Daniel Dennett wrote:
What, though, do I say to those of my religious friends (and yes, I have quite a few religious friends) who have had the courage and honesty to tell me that they have been praying for me? I have gladly forgiven them, for there are few circumstances more frustrating than not being able to help a loved one in any more direct way. I confess to regretting that I could not pray (sincerely) for my friends and family in time of need, so I appreciate the urge, however clearly I recognize its futility. [...] But I am not joking when I say that I have had to forgive my friends who said that they were praying for me.
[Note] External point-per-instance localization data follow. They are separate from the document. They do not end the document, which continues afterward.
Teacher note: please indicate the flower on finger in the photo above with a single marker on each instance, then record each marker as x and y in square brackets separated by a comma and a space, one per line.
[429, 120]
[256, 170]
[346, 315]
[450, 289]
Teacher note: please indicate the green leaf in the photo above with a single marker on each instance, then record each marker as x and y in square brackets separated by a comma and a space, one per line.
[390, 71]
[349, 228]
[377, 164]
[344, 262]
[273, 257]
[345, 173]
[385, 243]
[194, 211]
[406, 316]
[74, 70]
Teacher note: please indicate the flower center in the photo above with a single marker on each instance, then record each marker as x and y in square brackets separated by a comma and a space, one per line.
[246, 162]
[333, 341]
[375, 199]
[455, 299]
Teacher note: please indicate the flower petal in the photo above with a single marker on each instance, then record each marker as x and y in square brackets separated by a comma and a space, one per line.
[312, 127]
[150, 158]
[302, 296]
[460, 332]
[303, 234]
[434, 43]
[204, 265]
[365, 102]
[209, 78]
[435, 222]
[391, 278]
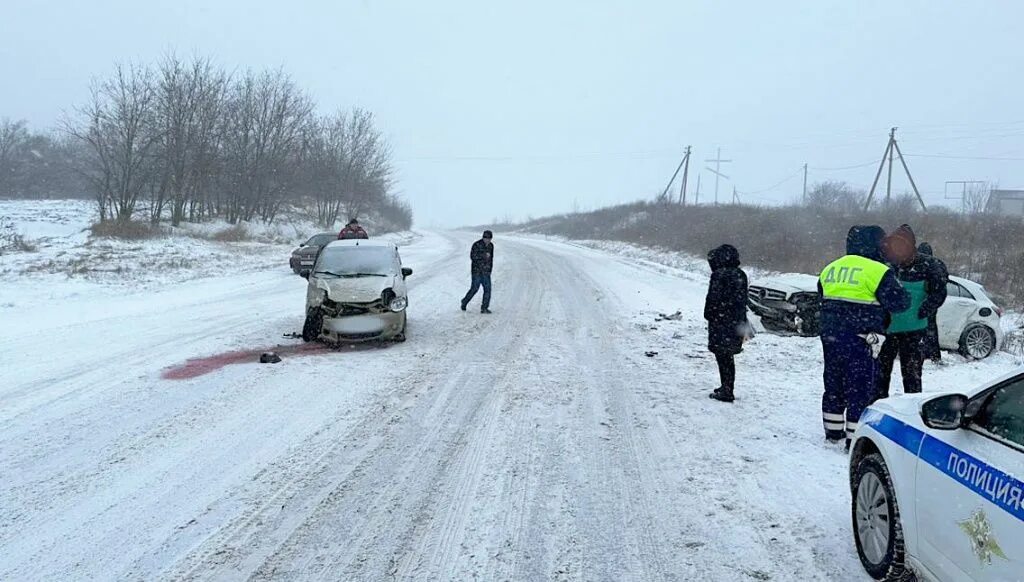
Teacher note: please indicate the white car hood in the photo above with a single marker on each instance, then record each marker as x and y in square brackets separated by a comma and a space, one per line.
[357, 290]
[792, 283]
I have resisted the temptation to respond "Thanks, I appreciate it, but did you also sacrifice a goat?"

The second passage suggests yet another possibility of answering the the good-without-god question believers have asked in this thread.

Daniel Dennet wrote:
The best thing about saying thank goodness in place of thank God is that there really are lots of ways of repaying your debt to goodness"by setting out to create more of it, for the benefit of those to come. Goodness comes in many forms, not just medicine and science. Thank goodness for the music of, say, Randy Newman, which could not exist without all those wonderful pianos and recording studios, to say nothing of the musical contributions of every great composer from Bach through Wagner to Scott Joplin and the Beatles. Thank goodness for fresh drinking water in the tap, and food on our table. Thank goodness for fair elections and truthful journalism. If you want to express your gratitude to goodness, you can plant a tree, feed an orphan, buy books for schoolgirls in the Islamic world, or contribute in thousands of other ways to the manifest improvement of life on this planet now and in the near future.
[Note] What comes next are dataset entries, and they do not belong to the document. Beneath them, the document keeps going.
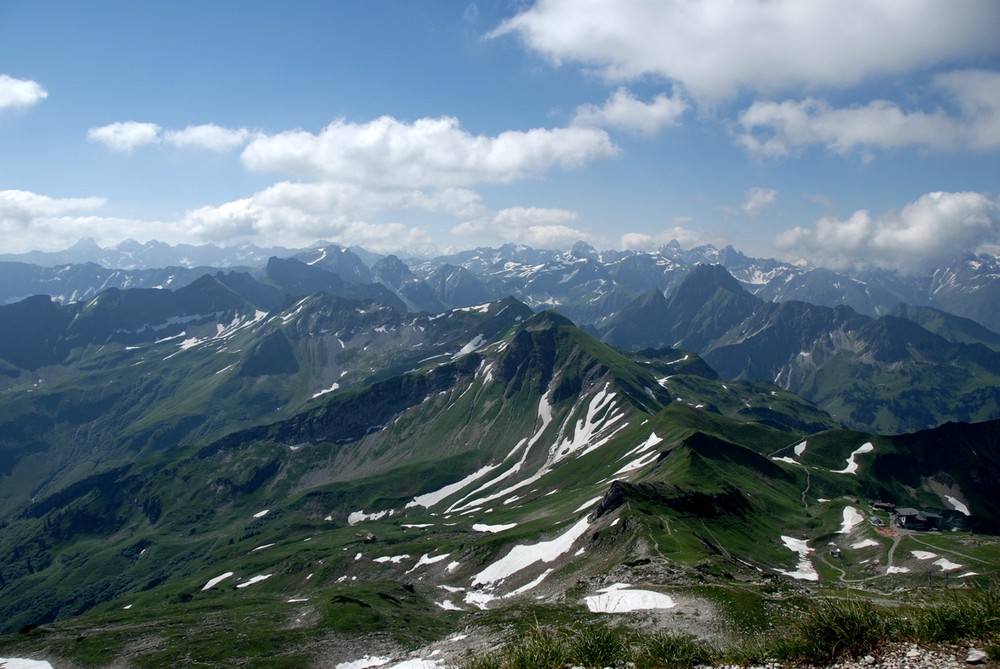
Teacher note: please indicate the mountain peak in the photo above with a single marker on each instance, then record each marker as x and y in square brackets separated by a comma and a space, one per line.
[583, 250]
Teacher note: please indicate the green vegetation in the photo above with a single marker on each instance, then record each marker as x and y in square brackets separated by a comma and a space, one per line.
[826, 632]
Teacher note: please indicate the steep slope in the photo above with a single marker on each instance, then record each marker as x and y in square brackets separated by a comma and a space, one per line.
[486, 437]
[887, 374]
[953, 328]
[138, 371]
[535, 470]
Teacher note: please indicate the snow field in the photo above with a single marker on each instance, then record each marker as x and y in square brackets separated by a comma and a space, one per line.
[22, 663]
[852, 465]
[958, 506]
[215, 581]
[523, 556]
[804, 570]
[852, 518]
[255, 579]
[865, 544]
[493, 529]
[618, 598]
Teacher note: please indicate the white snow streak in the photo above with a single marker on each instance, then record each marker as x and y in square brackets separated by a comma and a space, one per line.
[852, 518]
[22, 663]
[356, 517]
[215, 581]
[522, 557]
[618, 599]
[493, 529]
[852, 466]
[335, 386]
[946, 564]
[255, 579]
[427, 500]
[865, 544]
[958, 506]
[805, 570]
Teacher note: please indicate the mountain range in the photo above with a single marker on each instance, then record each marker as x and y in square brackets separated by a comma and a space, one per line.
[390, 451]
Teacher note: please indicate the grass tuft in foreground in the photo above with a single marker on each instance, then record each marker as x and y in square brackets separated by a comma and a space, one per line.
[828, 632]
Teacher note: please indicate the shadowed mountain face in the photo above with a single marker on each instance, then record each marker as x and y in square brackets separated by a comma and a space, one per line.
[887, 374]
[244, 448]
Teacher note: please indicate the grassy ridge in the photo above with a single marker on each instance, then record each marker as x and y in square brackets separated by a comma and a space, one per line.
[827, 632]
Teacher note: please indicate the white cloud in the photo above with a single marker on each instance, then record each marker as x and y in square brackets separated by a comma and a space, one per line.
[125, 135]
[30, 221]
[279, 216]
[641, 241]
[20, 93]
[715, 48]
[778, 128]
[931, 231]
[623, 110]
[428, 152]
[759, 199]
[208, 136]
[300, 213]
[541, 227]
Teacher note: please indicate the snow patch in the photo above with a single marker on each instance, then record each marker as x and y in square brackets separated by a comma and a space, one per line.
[470, 347]
[394, 559]
[852, 466]
[356, 517]
[804, 570]
[364, 663]
[523, 556]
[212, 582]
[493, 529]
[852, 518]
[618, 598]
[429, 499]
[335, 386]
[946, 564]
[426, 559]
[589, 503]
[865, 544]
[255, 579]
[958, 506]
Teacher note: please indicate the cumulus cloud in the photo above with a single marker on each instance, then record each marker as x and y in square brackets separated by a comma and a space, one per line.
[715, 48]
[208, 136]
[542, 227]
[778, 128]
[300, 213]
[125, 135]
[30, 221]
[20, 93]
[928, 232]
[641, 241]
[428, 152]
[624, 111]
[278, 215]
[758, 199]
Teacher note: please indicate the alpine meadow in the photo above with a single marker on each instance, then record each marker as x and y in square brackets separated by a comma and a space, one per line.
[500, 334]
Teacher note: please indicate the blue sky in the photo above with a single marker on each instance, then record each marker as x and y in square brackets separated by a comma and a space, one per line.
[834, 133]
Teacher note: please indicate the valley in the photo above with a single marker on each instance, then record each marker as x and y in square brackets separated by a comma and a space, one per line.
[290, 467]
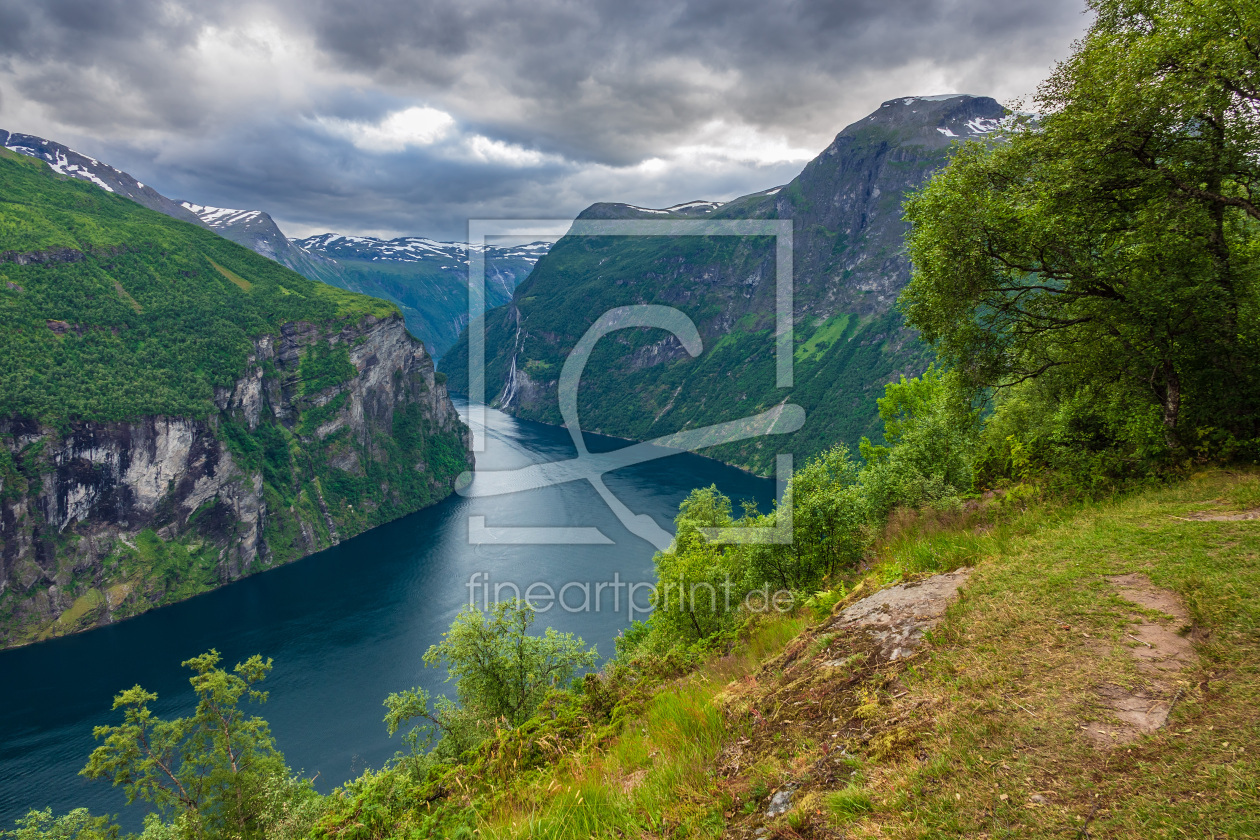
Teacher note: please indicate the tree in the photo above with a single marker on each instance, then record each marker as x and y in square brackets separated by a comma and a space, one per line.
[1113, 239]
[76, 825]
[694, 577]
[208, 770]
[502, 674]
[931, 433]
Or you can thank God"but the very idea of repaying God is ludicrous. What could an omniscient, omnipotent Being (the Man Who has Everything?) do with any paltry repayments from you?
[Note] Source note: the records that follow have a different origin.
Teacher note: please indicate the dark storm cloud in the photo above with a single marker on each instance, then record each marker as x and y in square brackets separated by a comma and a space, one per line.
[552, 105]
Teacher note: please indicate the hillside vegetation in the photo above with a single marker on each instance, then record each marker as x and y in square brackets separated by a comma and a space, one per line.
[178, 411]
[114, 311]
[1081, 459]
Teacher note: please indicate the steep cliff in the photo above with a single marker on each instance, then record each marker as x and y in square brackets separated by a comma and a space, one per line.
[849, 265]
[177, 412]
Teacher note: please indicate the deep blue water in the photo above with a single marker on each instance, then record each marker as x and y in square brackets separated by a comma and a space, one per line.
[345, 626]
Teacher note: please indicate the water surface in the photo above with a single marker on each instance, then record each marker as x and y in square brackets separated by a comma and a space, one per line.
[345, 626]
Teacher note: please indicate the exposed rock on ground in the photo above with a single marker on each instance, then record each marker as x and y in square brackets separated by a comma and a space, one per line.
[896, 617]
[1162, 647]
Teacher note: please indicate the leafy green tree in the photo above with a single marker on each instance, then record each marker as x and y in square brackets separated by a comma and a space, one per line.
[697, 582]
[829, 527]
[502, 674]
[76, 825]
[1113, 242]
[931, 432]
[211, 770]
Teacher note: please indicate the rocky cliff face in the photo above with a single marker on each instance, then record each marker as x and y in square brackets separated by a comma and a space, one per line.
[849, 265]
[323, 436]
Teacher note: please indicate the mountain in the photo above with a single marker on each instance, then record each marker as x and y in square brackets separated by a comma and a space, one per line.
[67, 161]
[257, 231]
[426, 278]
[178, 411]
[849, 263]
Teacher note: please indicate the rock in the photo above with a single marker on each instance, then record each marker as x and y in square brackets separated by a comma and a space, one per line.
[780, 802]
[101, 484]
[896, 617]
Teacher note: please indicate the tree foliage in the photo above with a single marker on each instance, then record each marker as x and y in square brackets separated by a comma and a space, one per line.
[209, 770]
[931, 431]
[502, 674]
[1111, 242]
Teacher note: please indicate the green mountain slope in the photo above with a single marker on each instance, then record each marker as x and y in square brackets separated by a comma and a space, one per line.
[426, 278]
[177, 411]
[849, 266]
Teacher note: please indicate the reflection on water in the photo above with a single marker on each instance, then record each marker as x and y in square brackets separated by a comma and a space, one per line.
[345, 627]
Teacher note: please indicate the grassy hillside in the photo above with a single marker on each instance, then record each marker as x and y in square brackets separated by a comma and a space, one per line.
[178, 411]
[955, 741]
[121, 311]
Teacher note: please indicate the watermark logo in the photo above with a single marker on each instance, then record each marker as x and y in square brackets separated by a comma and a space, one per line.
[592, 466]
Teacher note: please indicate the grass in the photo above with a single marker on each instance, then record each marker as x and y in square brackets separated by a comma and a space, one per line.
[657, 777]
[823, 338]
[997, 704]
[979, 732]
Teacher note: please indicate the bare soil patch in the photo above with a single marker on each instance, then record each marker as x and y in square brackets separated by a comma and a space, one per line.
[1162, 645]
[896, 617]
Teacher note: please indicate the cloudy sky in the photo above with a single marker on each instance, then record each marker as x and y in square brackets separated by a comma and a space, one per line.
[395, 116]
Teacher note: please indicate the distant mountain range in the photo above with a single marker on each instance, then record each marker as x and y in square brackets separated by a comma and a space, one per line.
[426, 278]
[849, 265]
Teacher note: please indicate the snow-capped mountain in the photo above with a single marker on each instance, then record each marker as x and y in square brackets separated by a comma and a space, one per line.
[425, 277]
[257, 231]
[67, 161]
Once again, the full article lives here.

spendius
 
  1  
Mon 8 Mar, 2010 04:34 am
@Thomas,
Mr Dennett is writing about a present world which has not arrived out of nowhere. It is a result of Christianity. Before Christianity, and even during a large part of its development, none of his expressions of goodness were possible. I'm not sure that the concept of goodness existed. And it is impossible to imagine atheism delivering them from those starting points.

A familiarity with the pre-Christian literature will quickly disabuse anyone of the facile notions he presents. In those worlds he was a dead man.

He sounds a lot like those society ladies whose moral superiority is feeding on the residues of their robber-baron great grandfather whose memory is preserved by an oil painting showing him looking gentlemanly.

And the jury is still out on whether science and medicine are the wonderful things for mankind he assumes them to be.

Even the preservation of recordings of the music of a previous era, especially that of the Beatles and Randy Newman, might not the an unalloyed blessing he asserts it to be.

Fair elections and truthful journalism must be a joke.

So I'm grateful to Thomas for pointing me in the opposite direction and saving me money and precious time. I consider reading emotionally driven stuff of that nature to be not dissimilar to being anaesthetised.

As for his "religious friends" I can only think they discuss superficialities when he is socialising with them.





fresco
 
  1  
Wed 10 Mar, 2010 01:28 am
@spendius,
By the same argument, "goodness" in all its manifestations, could no doubt be re-traced via Paul to Ancient Greece should one have the incentive to do so. Insosfar as "atheism" is a reaction against "theism", it is simplistic to argue that it is a reaction against "goodness", whose roots preceded them both. The fact that "atheism" is a term adopted by some forms of institutionalized despotism is merely an aspect of the rejection of traditional "devine authority" from moral codes., only to be replaced by the dictated codes of some new demi-god. It is "theism" by another name.
spendius
 
  1  
Wed 10 Mar, 2010 04:29 am
@fresco,
I read a great deal about these matters fresco and I think they are far, far too complex ( a gross understatement) to be dealt with in a few lines of prose. They do not lend themselves to be definitivly pronounced upon in soundbites.

And that might be the explanation of why my posts are full of bilge.